William leva les yeux au plafond et soupira :
- Je ne dirai plus rien.
Et tous éclatèrent de rire. Alex, quand ils furent calmés, fixa Luna et se dit que cela faisait du bien, aussi, de l'entendre rire à nouveau. Que les occasions de le faire avaient été bien rares au cours des semaines passées.
Il n'y eut pas de repas de fête, après ces deux baptêmes, pas plus qu'il n'y en avait eu pour le mariage de Luna et d'Alex. Mais William conservait dans sa malle une bouteille de whisky qu'il sortit pour l'occasion. Il fut très heureux de pouvoir trinquer un petit verre avec Sir Lawrence.
- Du bon, celui-là, Sir, fit-il, je peux vous l'assurer.

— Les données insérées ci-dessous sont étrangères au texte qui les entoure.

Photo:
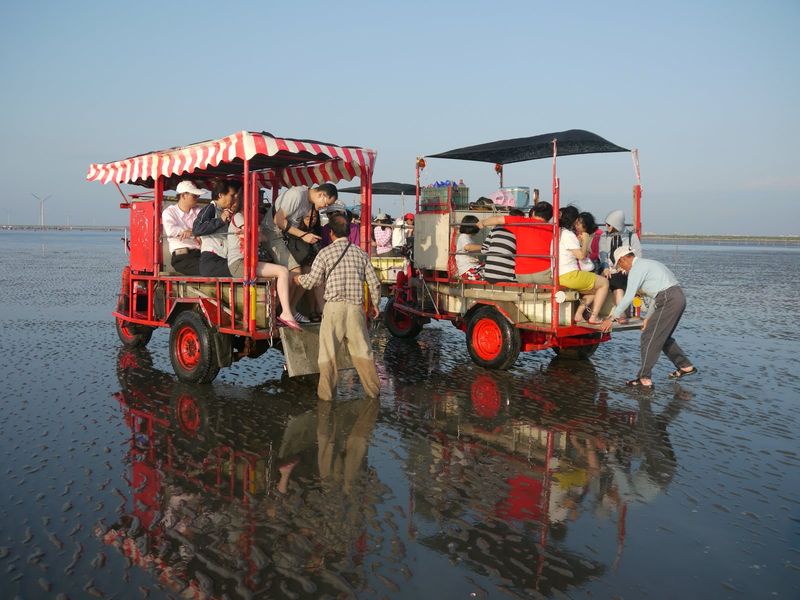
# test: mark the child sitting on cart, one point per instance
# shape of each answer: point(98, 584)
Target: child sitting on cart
point(469, 268)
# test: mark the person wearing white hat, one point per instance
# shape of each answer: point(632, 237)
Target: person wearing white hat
point(178, 220)
point(659, 283)
point(616, 236)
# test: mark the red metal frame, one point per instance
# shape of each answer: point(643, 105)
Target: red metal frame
point(534, 337)
point(144, 284)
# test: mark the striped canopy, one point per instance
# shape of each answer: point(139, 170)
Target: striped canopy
point(301, 162)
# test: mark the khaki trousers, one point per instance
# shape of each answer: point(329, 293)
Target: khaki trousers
point(343, 322)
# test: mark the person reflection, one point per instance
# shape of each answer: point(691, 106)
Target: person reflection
point(341, 446)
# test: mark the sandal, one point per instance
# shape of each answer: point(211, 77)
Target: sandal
point(638, 383)
point(678, 373)
point(290, 324)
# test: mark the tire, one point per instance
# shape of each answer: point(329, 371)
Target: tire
point(133, 336)
point(578, 352)
point(492, 341)
point(400, 324)
point(191, 349)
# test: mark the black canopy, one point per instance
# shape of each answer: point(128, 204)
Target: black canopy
point(574, 141)
point(386, 188)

- Très riche parfum, en effet, William. Différent de celui que je possède encore.
- Chaque whisky est différent, vous le savez. D'où vient le vôtre ?
- D'un endroit perdu au milieu de vos montagnes, William. De la vallée de la Spey.
Le jeune major hocha la tête d'un air entendu. Ce lieu ne lui était pas étranger et il se dit qu'il espérait bien qu'une occasion se présenterait de goûter à la bouteille de son supérieur.